Yelp is a massive directory for businesses worldwide. You can find whatever you need; a plumber to fix your pipes, a realtor to sell your house, or some sushi to satisfy your sushi craving, in any location! Before the days of the internet you had to flip through your phone book to find what you were looking for. Us Data Savvy people can use yelp for a number of things, we can extract data about businesses and aggregate with data elsewhere (ie. twitter or google analytics) or preform sentiment analysis on the reviews to name a few. While we can do this with webscraping, I advise using the Yelp API as it is easier to deal with and saves us from working with html. In this tutorial I cover the basics for how to get started with Yelp’s API.
Before you can get started you need to create a Yelp Developer account by clicking here. Once that’s done you can go to the yelp fusion api which will be on the Yelp Developer page, then click ‘Get Started’.
it should take you to a page that looks like this…
The next step will be to create an app and fill out the required fields. Once that’s done you’ll be given a key. Once your in you can have a look at the documentation, this article specifically talks about the Business search.
Now that we’re set up, let’s get into the Python!
our only dependencies will be requests to query the data and pandas to store the data. we assign https://api.yelp.com/v3/businesses/search as our url variable and the key given as the key variable. We then create headers and parameters dictionaries, don’t worry about the headers you can just copy mine.
breaking down the parameters
only location and radius are required
- location = exact location, an address or geo coordinates
- term = what kinds of businesses we are looking for
- radius = meters within exact location, all results within a number of meters radius
- limit = number of results the query actually returns
In summary, we’re looking at all the malls within ~3 miles of an apartment complex in Beverly Hills, but we only want to see the first 3 results.
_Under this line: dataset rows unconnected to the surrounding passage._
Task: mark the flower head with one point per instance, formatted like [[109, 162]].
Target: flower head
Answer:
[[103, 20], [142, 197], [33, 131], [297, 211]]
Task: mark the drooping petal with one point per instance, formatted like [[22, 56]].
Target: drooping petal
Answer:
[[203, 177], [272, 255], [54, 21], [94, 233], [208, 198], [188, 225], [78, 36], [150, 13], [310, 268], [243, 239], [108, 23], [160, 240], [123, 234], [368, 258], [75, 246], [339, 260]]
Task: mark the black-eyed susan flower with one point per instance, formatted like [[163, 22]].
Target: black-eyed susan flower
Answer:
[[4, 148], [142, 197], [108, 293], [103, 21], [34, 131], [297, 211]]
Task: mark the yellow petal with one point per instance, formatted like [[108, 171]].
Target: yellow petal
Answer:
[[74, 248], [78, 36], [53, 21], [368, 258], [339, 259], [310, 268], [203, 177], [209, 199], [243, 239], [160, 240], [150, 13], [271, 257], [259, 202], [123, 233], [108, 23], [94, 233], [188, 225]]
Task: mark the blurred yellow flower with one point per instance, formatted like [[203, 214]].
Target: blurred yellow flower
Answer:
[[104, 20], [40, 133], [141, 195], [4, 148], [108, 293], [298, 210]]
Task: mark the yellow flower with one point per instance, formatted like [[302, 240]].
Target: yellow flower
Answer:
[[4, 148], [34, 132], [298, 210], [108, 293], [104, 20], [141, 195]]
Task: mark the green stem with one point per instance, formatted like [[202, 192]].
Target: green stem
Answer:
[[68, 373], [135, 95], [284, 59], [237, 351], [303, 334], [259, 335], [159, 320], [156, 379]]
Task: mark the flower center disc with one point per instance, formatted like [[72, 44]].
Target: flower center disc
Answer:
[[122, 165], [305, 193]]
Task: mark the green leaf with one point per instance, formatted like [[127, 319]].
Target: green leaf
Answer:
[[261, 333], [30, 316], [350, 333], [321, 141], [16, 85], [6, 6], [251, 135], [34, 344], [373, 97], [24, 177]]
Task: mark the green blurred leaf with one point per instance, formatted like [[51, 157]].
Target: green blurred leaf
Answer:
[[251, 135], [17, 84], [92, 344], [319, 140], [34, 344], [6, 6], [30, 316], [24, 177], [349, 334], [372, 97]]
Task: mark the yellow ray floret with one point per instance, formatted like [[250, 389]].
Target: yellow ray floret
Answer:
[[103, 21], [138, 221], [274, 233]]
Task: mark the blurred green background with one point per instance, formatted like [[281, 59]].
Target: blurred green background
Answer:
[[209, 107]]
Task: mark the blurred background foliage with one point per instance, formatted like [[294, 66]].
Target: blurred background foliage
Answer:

Now it’s time to run our response request, it should return a 200 meaning it’s good to go. we use the .json() message to see our query.
All Together Now!
Now it’s time to put all of this into a function that also extracts features we want and puts the information in a pandas dataframe. Basically what this function does is put the name, rating, number of $ given for price, number of reviews, and address all in a dataframe. here’s a list of all the features you can choose from id, alias, name, image_url, is_closed, url, review_count, categories, rating, coordinates, transactions, price, location, phone, display_phone, distance.
Here’s our very tiny dataset!
Once we have identified businesses as searchable terms we can query far more information about them across other platforms! While the possibilities our endless I’ll just cover how to get tweets regarding a given business. Like Yelp, We must create a twitter developer account and create an app. Once that’s done you will be given 4 different keys. Then you set it up like I have in the image below, please note that I assigned the tokens in the previous cell. as long as the tokens are passed into OAuthHandler as strings you’re good.
Here we can collect tweets on a given topic. If your interested in other data, you can just do api.Search(‘your topic name’). As you can see we can simply Query the name of the business, and get access to a whole new world of data!